Life at night - Das Erwachen

Ruuxar

Mitglied
An jenem frostigen Abend in der verschlafenen Stadt Lindenau herrschte eine unheimliche Kälte. Obwohl es bereits Ende November war, spürte man, dass dieser Mittwochabend anders war, als alle Vorherigen. Die Dunkelheit lag wie ein Schleier über der Stadt, und der Regen, der unaufhörlich fiel, schien eine Vorahnung auf den nahenden Winter zu sein. Die Bäume im verlassenen Park hatten längst ihre lebendigen Farben verloren und wirkten nun düster und bedrohlich, als wären sie Zeugen einer dunklen Verwandlung geworden, so wie ein unschuldiges Kind, das plötzlich erwachsen geworden ist. Der Fluss, der den Weg begleitete, hatte sich auch verändert. Er hatte seine Ufer überschritten. Den in den vergangenen Tagen hatte es in Strömen geregnet und so hatte der ansonsten schmale Fluss fast das Dreifache seiner normalen Breite erreicht, vermutlich auch doppelt so tief. Es schien fast so, als ob die Natur eine geheimnisvolle Verwandlung durchlief, während die Stadt in eine stille, düstere Nacht gehüllt wurde.

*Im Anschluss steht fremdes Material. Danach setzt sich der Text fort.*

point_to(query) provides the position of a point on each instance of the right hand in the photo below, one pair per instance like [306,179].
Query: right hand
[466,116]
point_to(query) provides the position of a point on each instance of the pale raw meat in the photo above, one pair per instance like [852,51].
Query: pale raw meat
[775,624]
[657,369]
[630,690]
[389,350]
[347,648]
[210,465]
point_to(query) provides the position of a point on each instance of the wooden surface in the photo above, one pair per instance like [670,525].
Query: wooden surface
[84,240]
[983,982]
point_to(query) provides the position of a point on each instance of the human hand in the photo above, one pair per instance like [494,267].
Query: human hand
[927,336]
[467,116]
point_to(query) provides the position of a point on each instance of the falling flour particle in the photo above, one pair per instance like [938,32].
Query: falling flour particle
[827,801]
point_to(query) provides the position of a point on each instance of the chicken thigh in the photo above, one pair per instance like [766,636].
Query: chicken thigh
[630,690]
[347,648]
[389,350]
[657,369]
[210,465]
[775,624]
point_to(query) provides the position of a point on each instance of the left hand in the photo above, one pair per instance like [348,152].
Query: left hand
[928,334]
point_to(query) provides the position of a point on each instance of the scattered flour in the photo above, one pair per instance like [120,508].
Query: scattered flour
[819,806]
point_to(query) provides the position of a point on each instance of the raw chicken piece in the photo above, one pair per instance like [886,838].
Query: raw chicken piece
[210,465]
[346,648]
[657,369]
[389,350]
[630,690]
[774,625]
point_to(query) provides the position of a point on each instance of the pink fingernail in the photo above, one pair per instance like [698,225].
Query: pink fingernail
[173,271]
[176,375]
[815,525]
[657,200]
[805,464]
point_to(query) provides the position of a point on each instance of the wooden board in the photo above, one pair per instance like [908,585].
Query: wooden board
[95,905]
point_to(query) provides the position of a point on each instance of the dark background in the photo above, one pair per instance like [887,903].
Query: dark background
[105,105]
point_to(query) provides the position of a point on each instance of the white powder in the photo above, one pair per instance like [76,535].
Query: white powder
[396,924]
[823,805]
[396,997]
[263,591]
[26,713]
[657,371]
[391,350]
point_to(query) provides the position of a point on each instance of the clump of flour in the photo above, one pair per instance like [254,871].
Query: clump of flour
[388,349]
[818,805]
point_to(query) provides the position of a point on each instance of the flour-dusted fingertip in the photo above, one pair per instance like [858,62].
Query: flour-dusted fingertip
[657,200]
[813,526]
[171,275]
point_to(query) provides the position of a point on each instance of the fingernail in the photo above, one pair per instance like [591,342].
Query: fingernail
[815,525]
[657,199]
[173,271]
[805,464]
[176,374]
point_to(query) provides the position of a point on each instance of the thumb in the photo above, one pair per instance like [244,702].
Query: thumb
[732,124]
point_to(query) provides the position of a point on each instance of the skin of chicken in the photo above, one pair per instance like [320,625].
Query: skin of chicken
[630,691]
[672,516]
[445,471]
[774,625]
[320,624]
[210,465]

Caleb hätte eine dickere Jacke anziehen sollen, dachte er, während er seinen Schritt beschleunigte, um so schnell wie möglich nach Hause zu gelangen. Er kam aus der Stadt, genauer gesagt aus der kleinen Kneipe am Stadtgraben, die an einen kleinen See grenzte, der den Fluss, der links neben ihm verlief, mit Wasser versorgte. Für Caleb war es nichts Ungewöhnliches, an einem Mittwochabend in dieser Kneipe zu sein. Er traf sich dort regelmäßig mit ein oder zwei seiner Freunde, genoss ein oder zwei Bier und unterhielt sich über allerlei Dinge.
An diesem Abend entschied sich Caleb, früher nach Hause zu gehen, da er den längsten Weg hatte. Er hatte im Radio, das unter einer rustikalen, aber charmanten Holztreppe in der Kneipe stand, gehört, dass es gegen 23:30 Uhr stärker regnen sollte. Er dachte sich: ‚Bevor es heute wieder so spät wird wie beim letzten Mal und ich mir von meiner Mutter wieder Vorwürfe anhören muss, nehme ich lieber die Gelegenheit wahr, jetzt zu gehen!
In der durchdringenden Kälte jenes späten Novemberabends schritt Caleb durch den verlassenen Park von Lindenau, seinen Weg nach Hause suchend. Der Park, der tagsüber ein Ort der Freude und des Lachens war, verwandelte sich nachts in einen Ort der Stille und der Schatten. Der Nebel kroch wie ein lebendiges Wesen zwischen den kahlen Bäumen und den leeren Bänken hindurch, während der Wind leise durch die Äste wisperte, als würde er geheime Geschichten flüstern.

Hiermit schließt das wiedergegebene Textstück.